Malgré l’installation des étrangers dans les grands centres, il est bien évident que les mœurs ne se sont point modifiées ; un peuple ne change pas de mentalité en l’espace de cinquante ans, et, s’il lui est relativement facile d’adopter la civilisation matérielle de l’Occident, il lui est plus difficile de changer complètement son système social.
En Europe, le foyer est constitué par la femme, la mère de famille ; c’est autour d’elle que l’on se réunit, c’est vers elle que tout converge. Au Japon il n’y a pas de foyer. La femme ne compte pas ; le père seul existe, c’est lui le pivot de la famille japonaise ; il est le représentant de la race et son continuateur. Cependant, contrairement à certains pays d’Orient, où la femme est séquestrée ou tenue dans une situation tout à fait inférieure, au Japon la femme n’est soumise à aucune réclusion jalouse ; elle tient un rang honorable dans la société et partage les récréations de ses parents et de son mari, quoique jamais elle ne soit initiée à leurs affaires. Laissée très libre, elle abuse rarement de cette liberté, bien que, naturellement, le Japonais ne soit pas plus à l’abri que l’Européen de certains drames de famille. L’esprit des femmes japonaises est cultivé aujourd’hui, dans certaines classes, autant que celui des hommes. D’ailleurs, jadis également, l’éducation des femmes atteignait quelquefois à une haute culture intellectuelle, et on trouverait plus d’un nom féminin parmi les historiens, les moralistes et les poètes. Les femmes japonaises, sans être des beautés, sont de très gaies et de très agréables compagnes : elles ont beaucoup d’aise et d’élégance dans leurs manières, sauf lorsqu’elles s’habillent à l’européenne. Alors elles ont l’air gênées et paraissent en bois.

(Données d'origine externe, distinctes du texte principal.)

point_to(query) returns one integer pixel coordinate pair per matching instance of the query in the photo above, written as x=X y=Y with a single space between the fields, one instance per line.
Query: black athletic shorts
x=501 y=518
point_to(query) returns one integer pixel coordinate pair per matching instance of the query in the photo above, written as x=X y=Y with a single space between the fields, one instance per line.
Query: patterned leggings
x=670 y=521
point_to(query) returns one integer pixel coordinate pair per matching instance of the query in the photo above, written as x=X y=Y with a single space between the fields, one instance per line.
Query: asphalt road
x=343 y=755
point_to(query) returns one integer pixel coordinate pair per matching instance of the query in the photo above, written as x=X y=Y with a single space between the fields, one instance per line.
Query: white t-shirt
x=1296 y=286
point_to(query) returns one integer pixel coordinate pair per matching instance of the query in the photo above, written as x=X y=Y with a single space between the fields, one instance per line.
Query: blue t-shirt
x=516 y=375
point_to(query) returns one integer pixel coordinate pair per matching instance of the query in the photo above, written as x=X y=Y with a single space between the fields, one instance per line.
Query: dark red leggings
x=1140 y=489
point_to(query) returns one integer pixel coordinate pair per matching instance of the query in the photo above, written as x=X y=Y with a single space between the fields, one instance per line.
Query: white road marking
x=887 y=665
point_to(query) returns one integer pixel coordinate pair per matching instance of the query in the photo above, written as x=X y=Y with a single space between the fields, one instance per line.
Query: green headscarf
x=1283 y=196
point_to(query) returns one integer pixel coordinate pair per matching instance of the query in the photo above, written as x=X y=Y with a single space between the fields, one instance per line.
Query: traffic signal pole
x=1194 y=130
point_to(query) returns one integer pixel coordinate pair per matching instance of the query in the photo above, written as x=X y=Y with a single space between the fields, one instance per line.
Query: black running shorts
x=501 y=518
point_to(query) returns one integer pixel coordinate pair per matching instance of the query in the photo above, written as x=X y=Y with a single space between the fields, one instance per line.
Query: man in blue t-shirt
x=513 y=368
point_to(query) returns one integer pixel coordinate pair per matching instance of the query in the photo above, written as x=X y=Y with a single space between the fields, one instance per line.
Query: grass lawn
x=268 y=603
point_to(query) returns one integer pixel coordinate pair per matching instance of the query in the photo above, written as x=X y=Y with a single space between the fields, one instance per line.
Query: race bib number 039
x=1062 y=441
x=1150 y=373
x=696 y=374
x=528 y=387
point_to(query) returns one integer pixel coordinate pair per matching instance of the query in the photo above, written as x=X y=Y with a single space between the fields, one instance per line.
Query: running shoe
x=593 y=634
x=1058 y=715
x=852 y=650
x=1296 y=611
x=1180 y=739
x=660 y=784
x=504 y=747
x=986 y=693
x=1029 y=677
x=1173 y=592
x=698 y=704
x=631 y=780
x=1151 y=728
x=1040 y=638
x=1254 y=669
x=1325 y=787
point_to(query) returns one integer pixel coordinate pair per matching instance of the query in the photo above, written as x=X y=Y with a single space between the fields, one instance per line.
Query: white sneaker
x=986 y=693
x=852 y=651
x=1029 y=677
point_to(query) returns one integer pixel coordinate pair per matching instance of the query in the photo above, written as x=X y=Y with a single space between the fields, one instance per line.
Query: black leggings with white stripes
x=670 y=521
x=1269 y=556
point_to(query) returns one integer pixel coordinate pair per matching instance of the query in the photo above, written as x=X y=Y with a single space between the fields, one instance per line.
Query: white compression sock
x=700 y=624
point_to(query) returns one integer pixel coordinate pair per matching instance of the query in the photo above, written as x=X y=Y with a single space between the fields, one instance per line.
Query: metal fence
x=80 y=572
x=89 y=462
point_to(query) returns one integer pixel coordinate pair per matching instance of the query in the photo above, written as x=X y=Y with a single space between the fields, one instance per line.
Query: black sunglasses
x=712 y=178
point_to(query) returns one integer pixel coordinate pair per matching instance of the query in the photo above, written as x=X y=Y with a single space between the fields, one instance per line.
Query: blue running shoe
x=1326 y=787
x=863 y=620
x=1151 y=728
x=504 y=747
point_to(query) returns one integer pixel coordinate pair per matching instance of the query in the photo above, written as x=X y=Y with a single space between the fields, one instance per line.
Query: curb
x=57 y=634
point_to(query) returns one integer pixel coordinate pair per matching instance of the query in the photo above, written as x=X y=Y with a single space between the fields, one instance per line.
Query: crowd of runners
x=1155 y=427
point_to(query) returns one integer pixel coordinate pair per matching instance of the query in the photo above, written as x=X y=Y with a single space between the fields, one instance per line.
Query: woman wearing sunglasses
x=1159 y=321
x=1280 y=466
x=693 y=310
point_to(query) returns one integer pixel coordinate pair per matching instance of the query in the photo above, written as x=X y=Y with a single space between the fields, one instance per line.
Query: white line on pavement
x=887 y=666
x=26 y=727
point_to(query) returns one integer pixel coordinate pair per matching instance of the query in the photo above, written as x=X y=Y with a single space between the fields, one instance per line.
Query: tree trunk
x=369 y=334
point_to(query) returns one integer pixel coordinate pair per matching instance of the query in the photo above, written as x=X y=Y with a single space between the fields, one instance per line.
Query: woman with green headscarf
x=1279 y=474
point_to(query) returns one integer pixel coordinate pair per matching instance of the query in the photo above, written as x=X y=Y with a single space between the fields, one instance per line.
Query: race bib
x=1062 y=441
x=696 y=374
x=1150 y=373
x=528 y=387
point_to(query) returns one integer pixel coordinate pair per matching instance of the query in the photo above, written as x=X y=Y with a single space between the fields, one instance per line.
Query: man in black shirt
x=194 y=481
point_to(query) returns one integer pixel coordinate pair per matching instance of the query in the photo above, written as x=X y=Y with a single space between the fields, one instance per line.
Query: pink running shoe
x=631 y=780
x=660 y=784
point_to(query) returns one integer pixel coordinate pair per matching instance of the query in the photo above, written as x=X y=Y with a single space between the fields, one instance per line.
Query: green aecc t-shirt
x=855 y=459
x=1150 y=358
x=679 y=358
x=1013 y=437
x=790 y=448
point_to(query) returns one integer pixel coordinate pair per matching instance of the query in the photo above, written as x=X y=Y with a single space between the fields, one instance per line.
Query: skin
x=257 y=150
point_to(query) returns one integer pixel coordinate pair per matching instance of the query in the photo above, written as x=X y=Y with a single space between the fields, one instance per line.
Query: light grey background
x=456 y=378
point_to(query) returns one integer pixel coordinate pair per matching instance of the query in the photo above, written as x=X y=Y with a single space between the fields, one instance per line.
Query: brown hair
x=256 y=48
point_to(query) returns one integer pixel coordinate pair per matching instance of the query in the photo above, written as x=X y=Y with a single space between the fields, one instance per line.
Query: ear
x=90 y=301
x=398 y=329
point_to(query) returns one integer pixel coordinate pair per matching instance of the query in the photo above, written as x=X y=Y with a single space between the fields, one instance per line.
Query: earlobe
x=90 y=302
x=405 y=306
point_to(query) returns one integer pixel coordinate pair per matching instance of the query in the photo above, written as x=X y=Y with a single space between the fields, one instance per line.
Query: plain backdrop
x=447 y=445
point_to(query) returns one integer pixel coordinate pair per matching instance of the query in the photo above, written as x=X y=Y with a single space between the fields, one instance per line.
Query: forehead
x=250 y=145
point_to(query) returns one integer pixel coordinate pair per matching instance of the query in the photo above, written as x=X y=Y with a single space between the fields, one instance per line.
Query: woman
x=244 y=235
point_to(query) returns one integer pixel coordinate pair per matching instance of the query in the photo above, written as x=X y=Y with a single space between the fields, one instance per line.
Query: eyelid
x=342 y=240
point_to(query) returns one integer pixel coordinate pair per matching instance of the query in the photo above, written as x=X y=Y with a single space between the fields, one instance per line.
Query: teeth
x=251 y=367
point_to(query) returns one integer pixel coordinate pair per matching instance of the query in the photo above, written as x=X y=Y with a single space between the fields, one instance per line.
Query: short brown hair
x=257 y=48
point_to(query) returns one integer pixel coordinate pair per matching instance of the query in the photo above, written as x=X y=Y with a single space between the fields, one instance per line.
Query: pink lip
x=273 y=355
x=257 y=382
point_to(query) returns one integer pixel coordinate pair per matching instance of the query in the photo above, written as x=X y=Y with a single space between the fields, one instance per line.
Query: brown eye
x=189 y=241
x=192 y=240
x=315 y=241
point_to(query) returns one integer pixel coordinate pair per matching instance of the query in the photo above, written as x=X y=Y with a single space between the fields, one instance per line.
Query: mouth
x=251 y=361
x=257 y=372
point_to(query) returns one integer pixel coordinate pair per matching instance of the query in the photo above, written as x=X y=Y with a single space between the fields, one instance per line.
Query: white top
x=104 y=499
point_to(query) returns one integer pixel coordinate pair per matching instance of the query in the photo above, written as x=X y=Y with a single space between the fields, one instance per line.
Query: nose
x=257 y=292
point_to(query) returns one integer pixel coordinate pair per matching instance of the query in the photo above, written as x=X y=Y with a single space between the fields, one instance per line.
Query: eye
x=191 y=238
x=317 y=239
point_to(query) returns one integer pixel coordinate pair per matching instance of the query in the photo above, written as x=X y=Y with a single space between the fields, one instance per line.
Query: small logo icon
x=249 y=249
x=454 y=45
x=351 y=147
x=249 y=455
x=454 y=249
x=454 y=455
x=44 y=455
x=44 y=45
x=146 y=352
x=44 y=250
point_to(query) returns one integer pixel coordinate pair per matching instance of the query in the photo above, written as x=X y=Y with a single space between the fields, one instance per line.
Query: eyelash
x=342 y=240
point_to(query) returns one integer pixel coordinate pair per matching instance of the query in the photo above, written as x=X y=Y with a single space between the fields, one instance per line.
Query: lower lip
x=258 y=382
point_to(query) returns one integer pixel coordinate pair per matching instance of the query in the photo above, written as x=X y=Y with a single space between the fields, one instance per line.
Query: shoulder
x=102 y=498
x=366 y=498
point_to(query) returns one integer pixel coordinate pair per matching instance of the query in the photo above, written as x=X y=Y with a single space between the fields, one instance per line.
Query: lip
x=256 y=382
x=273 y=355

Autrefois, la femme mariée, durant toute son existence, était pour ainsi dire en tutelle ; elle dépendait de son mari, ou, à défaut, de son fils aîné et n’avait aucun droit légal : son témoignage n’était pas admis. Son mari pouvait introduire, à son choix, autant de concubines qu’il voulait sous le toit conjugal et pouvait signifier le divorce à sa femme comme il lui plaisait ; par contre elle-même, en aucun cas, ne pouvait exiger le divorce. Aujourd’hui les lois ont changé la condition de la femme, mais en pratique le divorce ancien système existe encore, et la femme japonaise est encore traitée plutôt comme une poupée que comme une associée et une confidente.
Il se prépare cependant actuellement une jeunesse japonaise up to date, qui commence à marcher sur les traces des féministes et des suffragettes.
L’enfant, à sa naissance, n’est jamais emmailloté et aucun genre d’empaquètement ne l’empêche de se développer librement. Le trente et unième jour pour les garçons et le trentième jour pour les filles on le portait autrefois au temple pour lui donner un nom que la prêtresse préposée au temple choisissait ; aujourd’hui l’enfant est déclaré, dès sa naissance, à la mairie de son quartier ou de la commune comme en Europe, et on ne lui donne qu’un nom, alors que, dans les temps anciens et même à une époque encore peu éloignée, on lui en choisissait plusieurs : il en changeait même assez souvent.
L’enfant, au Japon, est excessivement gâté, on le laisse faire ce qu’il veut ; jamais on ne le réprimande et surtout jamais on ne le bat ; on lui passe toutes ses fantaisies, on le bourre de friandises et de sucreries. Mais, dès sa jeunesse, on lui inculque le mépris de la mort, l’amour du Pays et de l’Empereur ; on lui enseigne à être très poli et déférent vis-à-vis des personnes âgées et des supérieurs. Vers l’âge de sept ans, tous, garçons et filles, vont à l’école primaire où ils apprennent les alphabets et quelques caractères, un peu de géographie et d’arithmétique. Ceux qui veulent faire des études complètes sont obligés, d’abord de se mettre en mémoire un certain nombre de caractères chinois sans lesquels ils ne pourraient acquérir aucune instruction sérieuse. C’est là, évidemment, pour eux, du temps à peu près perdu, pas tout à fait cependant puisque, en même temps que les caractères, ils apprennent l’histoire et la littérature ancienne de leur pays.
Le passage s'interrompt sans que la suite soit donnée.